For 2026, Greenstreet said the company expects four clinical data readouts, advancement of three phase 3 studies, initiation of three phase 2 studies, and filing of three to four new INDs.
In closing remarks, Greenstreet said Alnylam’s long-term aspiration is to generate “well over $10 billion in annual revenues” by 2030, supported by multiple blockbuster products, expanded manufacturing capacity, and continued pipeline reinvestment.
About Alnylam Pharmaceuticals (NASDAQ:ALNY)
Alnylam Pharmaceuticals, Inc (NASDAQ: ALNY) is a biopharmaceutical company focused on the discovery, development and commercialization of RNA interference (RNAi) therapeutics. Founded to translate the scientific discovery of RNAi into new medicines, Alnylam applies small interfering RNA (siRNA) technology to silence disease-causing genes.
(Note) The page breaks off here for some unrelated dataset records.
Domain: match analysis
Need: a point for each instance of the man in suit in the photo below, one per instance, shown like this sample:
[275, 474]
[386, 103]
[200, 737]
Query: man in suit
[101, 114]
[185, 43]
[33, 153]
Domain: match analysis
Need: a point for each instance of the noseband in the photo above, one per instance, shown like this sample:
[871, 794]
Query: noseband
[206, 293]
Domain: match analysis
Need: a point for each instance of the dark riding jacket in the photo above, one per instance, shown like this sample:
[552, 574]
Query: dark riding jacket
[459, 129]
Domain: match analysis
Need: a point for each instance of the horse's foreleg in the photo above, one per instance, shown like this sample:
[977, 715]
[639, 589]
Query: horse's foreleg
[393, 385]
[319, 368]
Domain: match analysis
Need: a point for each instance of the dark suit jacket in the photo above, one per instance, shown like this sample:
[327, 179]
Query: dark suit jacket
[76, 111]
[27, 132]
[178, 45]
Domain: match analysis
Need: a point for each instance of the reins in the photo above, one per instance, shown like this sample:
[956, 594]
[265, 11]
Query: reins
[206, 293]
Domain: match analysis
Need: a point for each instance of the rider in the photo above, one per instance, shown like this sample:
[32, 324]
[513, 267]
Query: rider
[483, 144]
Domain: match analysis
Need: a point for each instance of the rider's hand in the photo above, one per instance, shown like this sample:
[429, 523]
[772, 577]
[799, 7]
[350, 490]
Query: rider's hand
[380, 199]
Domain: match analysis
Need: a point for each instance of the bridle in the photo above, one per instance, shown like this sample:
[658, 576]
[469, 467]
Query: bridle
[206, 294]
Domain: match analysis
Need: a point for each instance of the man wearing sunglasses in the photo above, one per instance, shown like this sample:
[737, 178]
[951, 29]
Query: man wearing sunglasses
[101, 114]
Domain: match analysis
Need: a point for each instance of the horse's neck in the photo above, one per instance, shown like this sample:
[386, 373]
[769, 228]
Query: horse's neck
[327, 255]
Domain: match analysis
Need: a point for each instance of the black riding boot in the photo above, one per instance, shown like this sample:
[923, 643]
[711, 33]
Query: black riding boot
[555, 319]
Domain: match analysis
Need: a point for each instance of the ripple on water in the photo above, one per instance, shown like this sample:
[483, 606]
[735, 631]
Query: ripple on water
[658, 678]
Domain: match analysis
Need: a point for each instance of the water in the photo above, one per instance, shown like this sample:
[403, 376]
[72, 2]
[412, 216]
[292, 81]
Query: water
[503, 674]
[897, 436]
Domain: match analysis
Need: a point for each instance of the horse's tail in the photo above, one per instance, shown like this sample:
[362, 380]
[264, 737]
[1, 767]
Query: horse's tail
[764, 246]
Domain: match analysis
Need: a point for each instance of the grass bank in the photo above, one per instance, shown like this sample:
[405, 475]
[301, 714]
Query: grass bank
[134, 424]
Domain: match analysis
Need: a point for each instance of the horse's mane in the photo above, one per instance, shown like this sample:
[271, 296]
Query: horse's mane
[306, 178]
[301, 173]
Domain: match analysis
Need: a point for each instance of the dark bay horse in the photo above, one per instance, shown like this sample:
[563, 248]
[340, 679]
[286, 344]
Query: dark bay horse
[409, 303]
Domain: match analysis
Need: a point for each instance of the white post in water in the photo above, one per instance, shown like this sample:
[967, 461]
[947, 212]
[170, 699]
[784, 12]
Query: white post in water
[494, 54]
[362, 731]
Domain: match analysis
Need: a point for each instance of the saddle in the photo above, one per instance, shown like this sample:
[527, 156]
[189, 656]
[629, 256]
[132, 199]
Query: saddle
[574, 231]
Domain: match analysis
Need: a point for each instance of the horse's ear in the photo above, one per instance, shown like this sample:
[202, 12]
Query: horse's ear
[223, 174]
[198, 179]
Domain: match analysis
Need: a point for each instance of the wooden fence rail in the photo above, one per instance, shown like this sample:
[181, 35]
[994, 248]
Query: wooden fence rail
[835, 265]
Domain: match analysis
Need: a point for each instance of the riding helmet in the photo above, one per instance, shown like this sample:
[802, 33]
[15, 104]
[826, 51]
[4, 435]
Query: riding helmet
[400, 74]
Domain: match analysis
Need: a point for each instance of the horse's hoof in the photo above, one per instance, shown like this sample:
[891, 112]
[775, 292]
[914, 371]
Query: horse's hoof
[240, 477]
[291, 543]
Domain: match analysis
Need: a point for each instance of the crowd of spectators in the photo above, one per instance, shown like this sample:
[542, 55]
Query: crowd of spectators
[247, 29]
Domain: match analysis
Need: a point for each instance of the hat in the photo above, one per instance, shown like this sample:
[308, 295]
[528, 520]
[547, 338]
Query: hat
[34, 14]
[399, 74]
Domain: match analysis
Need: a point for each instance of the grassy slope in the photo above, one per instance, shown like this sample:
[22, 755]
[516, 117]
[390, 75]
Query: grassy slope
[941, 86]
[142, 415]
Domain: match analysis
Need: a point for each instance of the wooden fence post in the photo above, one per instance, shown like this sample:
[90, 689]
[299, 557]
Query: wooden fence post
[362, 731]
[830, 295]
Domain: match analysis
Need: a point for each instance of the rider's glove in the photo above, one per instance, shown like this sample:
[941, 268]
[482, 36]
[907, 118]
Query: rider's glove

The company develops therapies designed to provide durable disease modification by targeting underlying genetic drivers across a range of rare and more prevalent conditions.
Alnylam has advanced multiple siRNA-based products into commercialization, initially using lipid nanoparticle delivery and more recently employing GalNAc-conjugate chemistry to enable targeted delivery to the liver with subcutaneous dosing.